Horx Lars slammed a big furry fist on the desk. He swore in the alien tongue and said, “Just appeared. You just appeared on my ship?”
“Yes, Pack Leader.”
“That tears it,” Horx Lars said. “We truly are in a quantum phase like the senior scientist suggested. You’re the fourth such anomaly to occur today. I speak of bizarre incidences that have no scientific explanations. Can you be more specific about how you reached the C.I. Nubilus?”

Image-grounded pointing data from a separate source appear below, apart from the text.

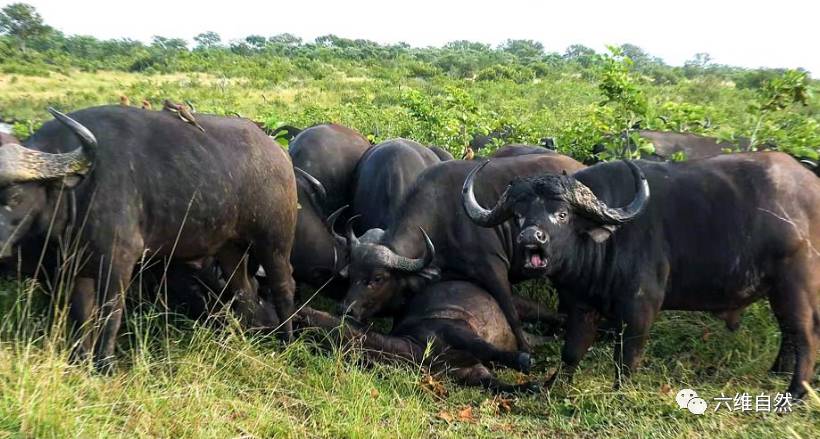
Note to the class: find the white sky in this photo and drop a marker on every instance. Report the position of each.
(783, 33)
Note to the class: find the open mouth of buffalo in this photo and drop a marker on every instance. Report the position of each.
(534, 256)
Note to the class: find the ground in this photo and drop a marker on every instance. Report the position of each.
(177, 378)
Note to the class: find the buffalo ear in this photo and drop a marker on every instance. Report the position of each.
(71, 181)
(600, 234)
(430, 273)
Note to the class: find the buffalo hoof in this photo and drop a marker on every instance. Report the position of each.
(797, 391)
(104, 366)
(782, 365)
(523, 362)
(532, 388)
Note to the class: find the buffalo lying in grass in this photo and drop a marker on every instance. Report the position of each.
(463, 322)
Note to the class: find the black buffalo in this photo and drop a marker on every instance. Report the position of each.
(383, 176)
(135, 184)
(716, 235)
(463, 322)
(384, 266)
(325, 159)
(516, 150)
(330, 153)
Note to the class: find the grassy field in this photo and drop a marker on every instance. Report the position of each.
(177, 378)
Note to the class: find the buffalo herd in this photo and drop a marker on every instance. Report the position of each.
(403, 230)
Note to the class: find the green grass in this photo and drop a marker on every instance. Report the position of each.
(177, 378)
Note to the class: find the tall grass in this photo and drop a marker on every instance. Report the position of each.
(180, 378)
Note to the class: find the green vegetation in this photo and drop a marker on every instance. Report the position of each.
(177, 378)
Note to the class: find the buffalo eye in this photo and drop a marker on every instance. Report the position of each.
(13, 200)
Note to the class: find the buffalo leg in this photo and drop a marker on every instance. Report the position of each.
(798, 314)
(82, 307)
(463, 339)
(499, 288)
(784, 363)
(377, 346)
(479, 375)
(637, 316)
(279, 277)
(248, 305)
(580, 334)
(111, 285)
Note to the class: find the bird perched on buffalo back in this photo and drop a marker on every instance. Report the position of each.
(183, 112)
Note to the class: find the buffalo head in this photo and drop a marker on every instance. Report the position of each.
(553, 212)
(318, 235)
(27, 175)
(378, 275)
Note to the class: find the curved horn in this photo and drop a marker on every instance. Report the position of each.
(314, 183)
(583, 198)
(331, 222)
(481, 216)
(87, 138)
(390, 259)
(352, 240)
(20, 164)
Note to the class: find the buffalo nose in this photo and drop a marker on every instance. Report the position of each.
(533, 235)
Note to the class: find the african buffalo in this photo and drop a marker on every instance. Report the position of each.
(462, 321)
(516, 150)
(384, 175)
(318, 254)
(136, 184)
(716, 235)
(330, 153)
(325, 158)
(385, 265)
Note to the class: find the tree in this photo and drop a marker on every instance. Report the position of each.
(523, 49)
(256, 41)
(285, 40)
(581, 54)
(23, 22)
(174, 44)
(207, 40)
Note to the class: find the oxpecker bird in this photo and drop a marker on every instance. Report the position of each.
(183, 112)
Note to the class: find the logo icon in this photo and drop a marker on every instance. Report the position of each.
(688, 399)
(697, 406)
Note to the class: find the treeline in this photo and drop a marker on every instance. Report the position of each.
(436, 95)
(29, 46)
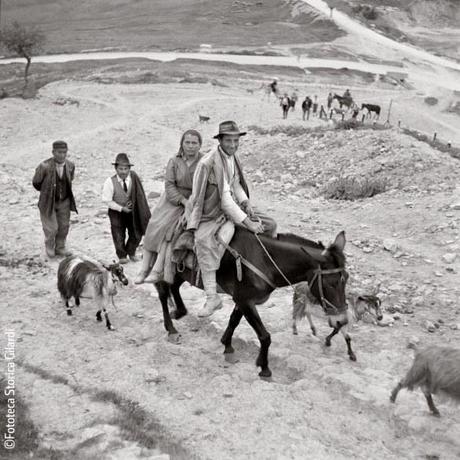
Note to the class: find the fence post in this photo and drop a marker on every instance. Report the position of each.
(389, 112)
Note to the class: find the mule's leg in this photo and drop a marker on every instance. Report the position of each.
(67, 306)
(335, 331)
(163, 293)
(180, 310)
(252, 317)
(429, 400)
(310, 321)
(344, 331)
(233, 322)
(395, 392)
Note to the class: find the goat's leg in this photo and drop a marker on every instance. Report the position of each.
(233, 322)
(252, 317)
(335, 331)
(180, 310)
(429, 400)
(394, 393)
(163, 289)
(344, 331)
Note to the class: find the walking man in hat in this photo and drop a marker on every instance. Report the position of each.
(128, 208)
(53, 179)
(219, 201)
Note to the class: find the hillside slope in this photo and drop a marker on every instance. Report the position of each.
(172, 24)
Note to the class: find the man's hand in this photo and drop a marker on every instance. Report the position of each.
(247, 208)
(255, 227)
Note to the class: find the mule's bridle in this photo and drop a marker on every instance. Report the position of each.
(317, 275)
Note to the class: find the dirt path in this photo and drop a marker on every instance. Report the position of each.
(81, 382)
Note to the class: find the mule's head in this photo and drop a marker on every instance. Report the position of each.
(330, 278)
(117, 272)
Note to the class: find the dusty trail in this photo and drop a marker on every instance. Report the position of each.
(318, 405)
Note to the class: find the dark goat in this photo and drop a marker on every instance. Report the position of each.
(83, 278)
(435, 370)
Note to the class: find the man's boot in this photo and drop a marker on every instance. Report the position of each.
(213, 301)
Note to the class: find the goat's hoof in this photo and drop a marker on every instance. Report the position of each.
(178, 314)
(265, 373)
(174, 337)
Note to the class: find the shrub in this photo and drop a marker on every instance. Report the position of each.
(352, 188)
(431, 100)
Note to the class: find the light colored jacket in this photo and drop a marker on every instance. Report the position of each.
(208, 186)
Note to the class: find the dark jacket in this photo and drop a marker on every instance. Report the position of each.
(45, 182)
(141, 210)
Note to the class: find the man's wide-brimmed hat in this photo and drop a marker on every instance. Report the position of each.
(229, 127)
(122, 160)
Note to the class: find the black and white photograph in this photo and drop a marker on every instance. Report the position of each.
(230, 229)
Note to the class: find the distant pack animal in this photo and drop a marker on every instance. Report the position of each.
(346, 101)
(358, 306)
(79, 277)
(371, 108)
(297, 258)
(435, 370)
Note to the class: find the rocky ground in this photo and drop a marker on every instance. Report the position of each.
(132, 394)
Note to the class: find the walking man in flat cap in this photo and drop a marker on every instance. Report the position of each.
(53, 179)
(219, 201)
(128, 208)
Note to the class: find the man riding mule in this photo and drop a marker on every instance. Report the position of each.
(220, 199)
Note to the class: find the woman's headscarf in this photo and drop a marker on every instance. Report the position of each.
(193, 132)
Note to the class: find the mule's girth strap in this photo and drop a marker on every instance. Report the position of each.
(239, 259)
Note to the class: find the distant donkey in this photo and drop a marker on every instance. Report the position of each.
(82, 278)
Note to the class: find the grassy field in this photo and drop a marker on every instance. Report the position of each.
(173, 24)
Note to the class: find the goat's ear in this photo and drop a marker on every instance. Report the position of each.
(340, 241)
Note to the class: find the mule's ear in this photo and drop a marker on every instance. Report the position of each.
(340, 241)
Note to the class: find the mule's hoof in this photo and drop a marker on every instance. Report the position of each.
(229, 350)
(178, 314)
(266, 373)
(174, 337)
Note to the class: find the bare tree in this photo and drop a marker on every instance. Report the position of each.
(23, 42)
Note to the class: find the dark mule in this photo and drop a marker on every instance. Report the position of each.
(371, 108)
(343, 100)
(79, 277)
(297, 258)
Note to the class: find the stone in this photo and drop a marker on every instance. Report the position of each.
(449, 257)
(390, 245)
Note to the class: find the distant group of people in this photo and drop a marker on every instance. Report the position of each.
(205, 196)
(311, 106)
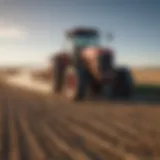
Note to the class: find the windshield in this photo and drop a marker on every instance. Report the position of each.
(86, 41)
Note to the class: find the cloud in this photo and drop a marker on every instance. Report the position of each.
(12, 33)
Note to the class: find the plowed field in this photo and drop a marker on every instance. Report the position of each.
(35, 127)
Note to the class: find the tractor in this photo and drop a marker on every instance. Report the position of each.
(89, 70)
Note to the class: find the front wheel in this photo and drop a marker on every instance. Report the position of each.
(75, 84)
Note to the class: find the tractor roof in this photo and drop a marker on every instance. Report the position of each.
(82, 31)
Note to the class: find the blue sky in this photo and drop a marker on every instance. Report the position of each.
(30, 30)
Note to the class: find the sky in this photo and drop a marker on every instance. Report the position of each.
(30, 30)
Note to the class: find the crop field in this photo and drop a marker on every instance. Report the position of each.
(36, 127)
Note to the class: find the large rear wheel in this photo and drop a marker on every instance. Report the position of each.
(124, 84)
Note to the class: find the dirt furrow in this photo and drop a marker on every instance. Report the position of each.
(14, 152)
(35, 152)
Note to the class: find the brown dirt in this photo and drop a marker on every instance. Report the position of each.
(34, 127)
(147, 76)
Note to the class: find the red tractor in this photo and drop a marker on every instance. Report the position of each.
(89, 70)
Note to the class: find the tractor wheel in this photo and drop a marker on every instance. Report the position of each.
(75, 84)
(124, 85)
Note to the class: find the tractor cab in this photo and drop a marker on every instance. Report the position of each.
(80, 38)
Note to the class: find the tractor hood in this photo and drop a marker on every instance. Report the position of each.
(91, 58)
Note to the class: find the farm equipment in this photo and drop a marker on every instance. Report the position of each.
(88, 70)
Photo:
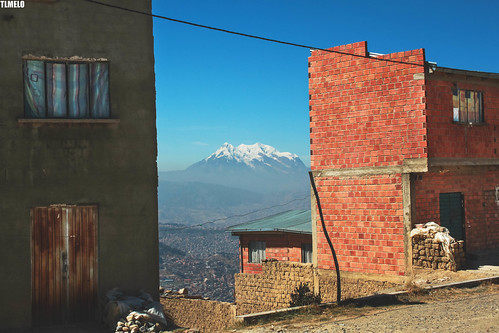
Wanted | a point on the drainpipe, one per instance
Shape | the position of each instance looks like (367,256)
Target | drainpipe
(338,279)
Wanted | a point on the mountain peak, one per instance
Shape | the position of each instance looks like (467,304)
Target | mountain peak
(249,154)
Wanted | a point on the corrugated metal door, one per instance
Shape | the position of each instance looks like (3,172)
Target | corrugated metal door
(64,263)
(452,214)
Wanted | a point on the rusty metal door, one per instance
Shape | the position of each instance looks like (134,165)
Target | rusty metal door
(63,263)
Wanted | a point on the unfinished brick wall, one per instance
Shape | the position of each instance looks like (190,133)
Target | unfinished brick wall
(481,212)
(364,218)
(449,139)
(282,247)
(204,315)
(365,113)
(272,289)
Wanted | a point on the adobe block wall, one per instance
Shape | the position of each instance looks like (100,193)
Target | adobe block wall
(365,111)
(449,139)
(480,208)
(364,219)
(204,315)
(272,289)
(283,247)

“I can,” Maddox said, “but you won’t believe me.”
Horx Lars opened his fanged maw and laughed. “Try me, monkey man. See if I’m not the best Pack Leade
r of the Gatherers.”
“Uh…before I do, how about a sip of wine to oil my tongue?”
Horx Lars stared at Maddox. Then, the Ardazirho shoved a goblet and the fluted container across the desk.
Maddox poured himself red wine and threw it back into his mouth, swallowing. It was strong wine, and it hit him for once. “Ah. That was good.”
“You drink like an Ardazirho, monkey man. Can you eat your food as fast?”
“Never mind about that,” Maddox said. “Could I see an image of your ship?”
“Why?” asked Horx Lars. “Are you a spy perhaps?”
“I’m a lost monkey man, and I need to find my moorings.”
“Fair enough, fair enough,” Horx Lars said. He swiveled his immense bulk around and fiddled with a screen. A second later, it showed the C.I. Nubilus, a five-kilometer tubular vessel with thousands of pods around it attached by spoke-corridors.
“I thought so,” Maddox muttered. “Could you show me where we are?”
Horx Lars glanced over a shoulder at Maddox, nodded, and tapped the panel. The C.I. Nubilus vanished, showing the iron-nickel mountains of the third planet of the Library Planet system.
A cold feeling struck Maddox. He became dizzy, and he considered drinking more wine, and then nixed the idea. He needed his wits, not to dull them.
“Sight of the planet bothers you,” Horx Lars said. “Why would that be?”
“I’ll tell you in a moment, sir. Could you first tell me what you meant by a quantum phase?”
Horx Lars swiveled back around to face Maddox. “You look like a sneaking furless monkey, willing to promise the galaxy and just as likely to flinch a thing and lie about it later. But I have a gut feeling about you. You almost seem like a warrior.”
“I am a warrior.”
Horx Lars laughed. “Any monkey man would say the same. Well, we’re Gatherers. Do you know what that means?”
“No.”
“We find interesting creatures throughout the cosmos and capture them. We have thousands of animals, some smart, some dumb brutes. We sell, we trade, but mostly we search for fighting creatures to bring to the inner galaxy. The Masters there have games, you understand. It’s a living for us, but it’s tedious at times. We Ardazirhos are the best suited for this life because we’re hunters and nomads by nature. Our knowledge of the galaxy is vast, and that was why my senior scientist knew the affliction of our beloved vessel to be a quantum phase, which emanates from the second planet.”